Катя решила шиковать. С непривычки общественный транспорт оказывал угнетающее воздействие на ее психику. Заняв денег и доложив недостающую сумму из той премии, что выплатил ей Щукин за то, как она разобралась с грабителем в казино, она купила недорогой, но еще вполне жизнеспособный десятилетний «Скорпио» немецкой сборки. Сосед-инвалид, два месяца назад продавший свой «Запорожец» с ручным управлением, по сходной цене в рассрочку уступил ей металлический гараж во дворе. Выводя по утрам машину из гаража, Катя привычно отыскивала на третьем этаже окна своей квартиры и с некоторой неловкостью думала о том, что явно и недвусмысленно идет в гору — квартира на Арбате, машина, гараж, хорошо оплачиваемая работа... У нее было ощущение, что она заключила сделку с дьяволом. Условия сделки были ей не вполне ясны, зато плоды были налицо, весомые и ощутимые. «Какова-то будет расплата», — со вздохом подумала она, выбираясь из машины, чтобы запереть гараж.

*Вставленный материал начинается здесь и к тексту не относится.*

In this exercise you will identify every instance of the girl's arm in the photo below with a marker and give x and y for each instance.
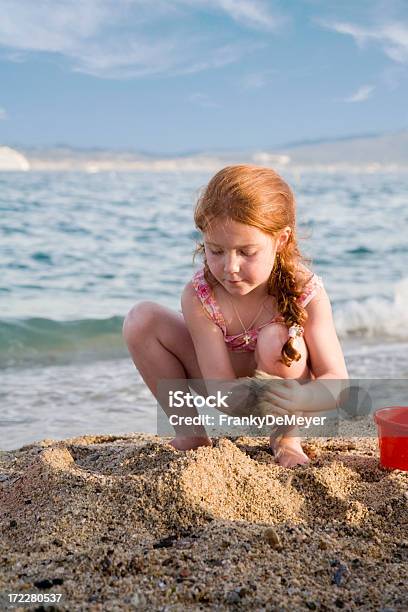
(208, 339)
(325, 353)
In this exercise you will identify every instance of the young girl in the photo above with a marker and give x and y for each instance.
(254, 306)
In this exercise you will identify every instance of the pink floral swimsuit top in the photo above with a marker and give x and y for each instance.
(244, 342)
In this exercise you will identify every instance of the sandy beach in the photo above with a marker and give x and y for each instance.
(129, 523)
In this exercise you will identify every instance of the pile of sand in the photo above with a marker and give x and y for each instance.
(130, 523)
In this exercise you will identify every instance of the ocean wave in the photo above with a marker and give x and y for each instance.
(376, 316)
(46, 341)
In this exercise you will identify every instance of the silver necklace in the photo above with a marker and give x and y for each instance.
(247, 337)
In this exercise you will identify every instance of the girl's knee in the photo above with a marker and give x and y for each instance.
(140, 319)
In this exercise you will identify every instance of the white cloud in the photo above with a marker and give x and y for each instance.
(363, 93)
(252, 13)
(257, 80)
(392, 37)
(203, 100)
(128, 38)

Ворота в гараже были с норовом, и ей пришлось как следует надавить на них плечом, чтобы провернуть в замке ключ. Изо всех сил упираясь в неподатливое железо, покрытое шелушащейся голубой краской, Катя думала о том, сколько лишних, никому не нужных усилий совершает рядовой россиянин ежедневно, даже не замечая того. Сил и времени, постоянно расходуемых на незаметные миру сражения с заедающими замками, слишком тугими дверными пружинами, барахлящими водопроводными кранами и смывными бачками, на стояние в очередях и приготовление вкусной и здоровой пищи из последней луковицы, стакана манной крупы и позавчерашних объедков, хватило бы, наверное, на осуществление любой утопии, когда-либо рождавшейся в мозгу полубезумных философов, бредивших раем на земле. Американцы давно решили бытовые проблемы, но им, увы, наплевать на утопии — они делают деньги и учат птиц, как правильно клевать червяка... причем в глобальных масштабах.

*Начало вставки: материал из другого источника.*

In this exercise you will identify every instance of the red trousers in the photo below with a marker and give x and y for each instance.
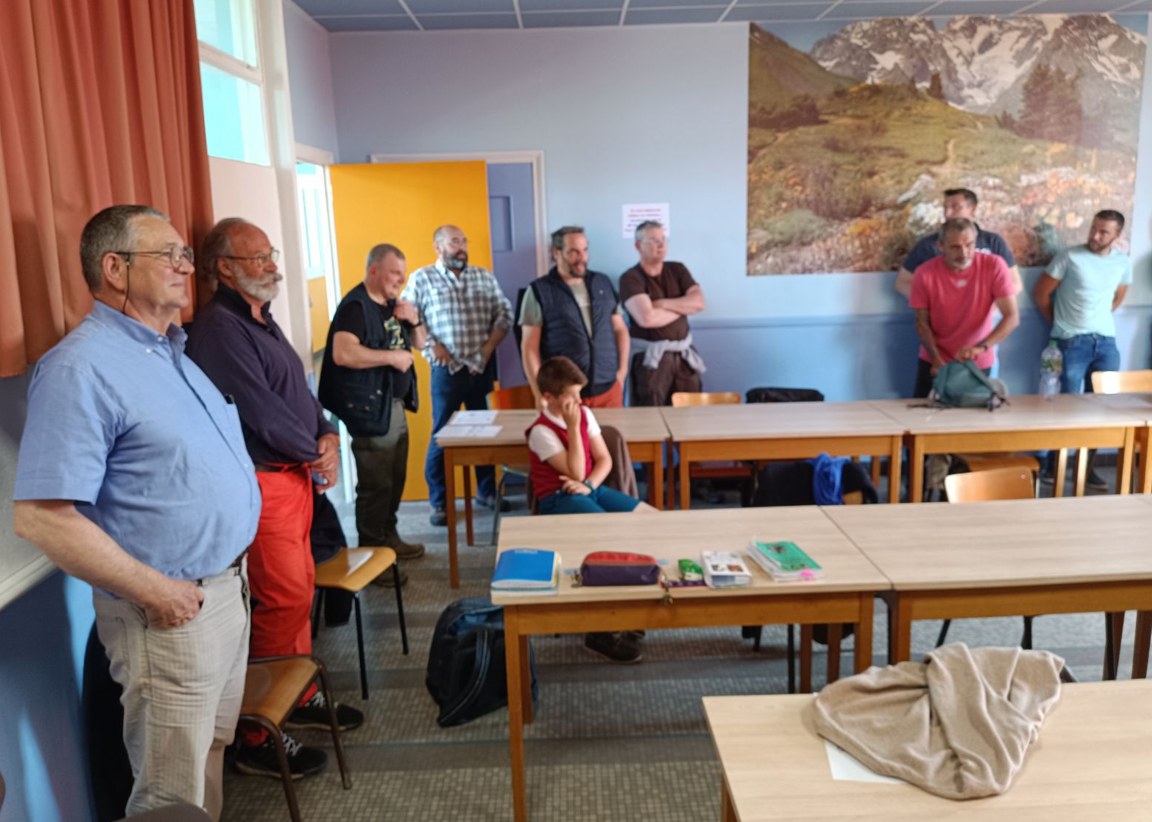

А может быть, мечты о справедливом устройстве общества и всеобщем благоденствии прямо вытекают из пустого желудка? «Ну правильно, — иронически подумала она, — чему же еще вытекать из желудка, если он пустой? А что вытекает из желудка полного — общеизвестно. Вернее, выпадает...»

Заперев наконец упрямые ворота, она вернулась за руль и вдруг замерла в полусогнутом положении, глядя на сценку, происходившую неподалеку.

Ворона дралась с кошкой, отвоевывая у нее какой-то темный лоскут, имевший, по всей видимости, немалую кулинарную ценность. Большая серая птица прыгала вокруг припавшей к земле грязно-белой кошки, грозно растопыривая крылья и делая стремительные выпады острым клювом. Кошка шипела, отмахиваясь передней лапой с выпущенными когтями. Радуясь удаче, Катя зашарила вокруг себя и по себе в поисках камеры, но тут же обмякла, поняв тщетность этих поисков.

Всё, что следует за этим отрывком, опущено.